Thread: High load average with PostgreSQL 7.4.2 on debian/ibm eserver.

High load average with PostgreSQL 7.4.2 on debian/ibm eserver.

From
eleven@ludojad.itpp.pl
Date:
Hello,

I'm using PostgreSQL 7.4.2 (package from backports.org)
on a Debian (woody) box. The machine is IBM eServer 345
with two 2.8 Xeon CPUs, it has 1024MB of RAM and
two 15k RPM SCSI disks running in hardware RAID1, which
is provided by the onboard LSI Logic controller (LSI53C1030).

The database consists of two rather large tables
(currently about 15 million rows in one table
and about 5 million in the other one). Both tables
have 5 indexes (4 btree/1 hash).
Application running on the server INSERTs a lot of
stuff to the tables (which is not the target use of
the DB, it'll add data periodically, about
300 rows per 10 minutes). Queries (SELECTs) run perfectly
fine on the database, thanks to the indexes we have
here probably.

Performance issue, I'm experiencing here, is somewhat
weird - server gets high average load (from 5 up to 15,
8 on average). Standard performance monitoring
utilities (like top) show that CPUs are not loaded
(below 20%, often near zero).
With kernel 2.6.x which I was using earlier,
top showed very high "wa" values (which indicate I/O waiting, AFAIK).
I've googled some issues with 2.6 kernels and LSI Logic controllers
running RAID, so I've downgraded the kernel to 2.4.26.
The machine started to behave a bit better, but still high
load states look weird. Unfortunately, top with 2.4 kernels
does not show "wa" column, so I can't be sure if the load is
caused by waiting for disks, but high idle values and high average
load would suggest it. With kernel 2.6 swap was almost always 100% free,
with 2.4.26 Linux eats below 5 megabytes of swapspace.
PostgreSQL is running with shared_mem set to 48000,
sort_mem = 4096, fsync off.

Whole config is available here:
http://ludojad.itpp.pl/~eleven/pg-high-load.conf

I've also made some iostat report (using iostat 3 1000 as
suggested in one of the posts):
http://ludojad.itpp.pl/~eleven/iostat.log

Any solutions I should consider?
I'd be grateful getting some hints on this.

--
11.

On Tue, 29 Jun 2004 17:55:37 +0200, eleven@ludojad.itpp.pl
<eleven@ludojad.itpp.pl> wrote:

> Performance issue, I'm experiencing here, is somewhat
> weird - server gets high average load (from 5 up to 15,
> 8 on average).

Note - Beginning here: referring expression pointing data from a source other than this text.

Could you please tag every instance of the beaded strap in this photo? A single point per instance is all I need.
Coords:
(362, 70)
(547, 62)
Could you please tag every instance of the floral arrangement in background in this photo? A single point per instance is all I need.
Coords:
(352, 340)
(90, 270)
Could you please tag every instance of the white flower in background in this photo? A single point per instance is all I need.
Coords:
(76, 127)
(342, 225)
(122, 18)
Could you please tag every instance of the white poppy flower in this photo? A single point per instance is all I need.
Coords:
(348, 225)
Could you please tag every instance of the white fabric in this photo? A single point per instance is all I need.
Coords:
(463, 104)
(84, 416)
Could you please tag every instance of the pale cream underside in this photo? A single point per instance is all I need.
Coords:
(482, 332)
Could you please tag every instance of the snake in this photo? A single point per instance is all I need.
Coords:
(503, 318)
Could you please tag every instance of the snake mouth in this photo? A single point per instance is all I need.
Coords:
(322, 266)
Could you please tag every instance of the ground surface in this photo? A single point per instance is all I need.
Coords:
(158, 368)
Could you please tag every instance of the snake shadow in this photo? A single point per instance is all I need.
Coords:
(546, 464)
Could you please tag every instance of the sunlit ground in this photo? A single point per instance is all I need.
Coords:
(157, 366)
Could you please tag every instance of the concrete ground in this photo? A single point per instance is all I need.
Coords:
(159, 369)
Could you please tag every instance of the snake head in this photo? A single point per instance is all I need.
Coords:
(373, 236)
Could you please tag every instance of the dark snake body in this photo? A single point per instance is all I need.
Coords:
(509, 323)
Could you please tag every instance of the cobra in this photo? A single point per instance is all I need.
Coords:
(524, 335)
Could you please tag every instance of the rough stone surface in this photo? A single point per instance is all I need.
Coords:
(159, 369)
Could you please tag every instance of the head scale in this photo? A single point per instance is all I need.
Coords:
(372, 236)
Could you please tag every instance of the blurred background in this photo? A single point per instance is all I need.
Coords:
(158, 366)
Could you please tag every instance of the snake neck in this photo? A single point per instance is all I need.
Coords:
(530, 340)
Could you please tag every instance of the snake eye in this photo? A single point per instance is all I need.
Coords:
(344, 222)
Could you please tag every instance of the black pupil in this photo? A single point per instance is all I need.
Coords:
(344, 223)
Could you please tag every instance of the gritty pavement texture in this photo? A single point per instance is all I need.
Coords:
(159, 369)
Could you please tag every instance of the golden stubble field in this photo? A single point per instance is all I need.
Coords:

Standard performance monitoring
> utilities (like top) show that CPUs are not loaded
> (below 20%, often near zero).

So ... you never actually say what the performance issue you
experience is.  Having a high load average is not necessarily a
performance issue.

What is it that you want to fix?

Re: High load average with PostgreSQL 7.4.2 on debian/ibm

From
Bill Montgomery
Date:
eleven@ludojad.itpp.pl wrote:

> <>I'm using PostgreSQL 7.4.2 (package from backports.org)
> on a Debian (woody) box. The machine is IBM eServer 345
> with two 2.8 Xeon CPUs, it has 1024MB of RAM and
> two 15k RPM SCSI disks running in hardware RAID1, which
> is provided by the onboard LSI Logic controller (LSI53C1030).

<snip>

> <>With kernel 2.6.x which I was using earlier,
> top showed very high "wa" values (which indicate I/O waiting, AFAIK)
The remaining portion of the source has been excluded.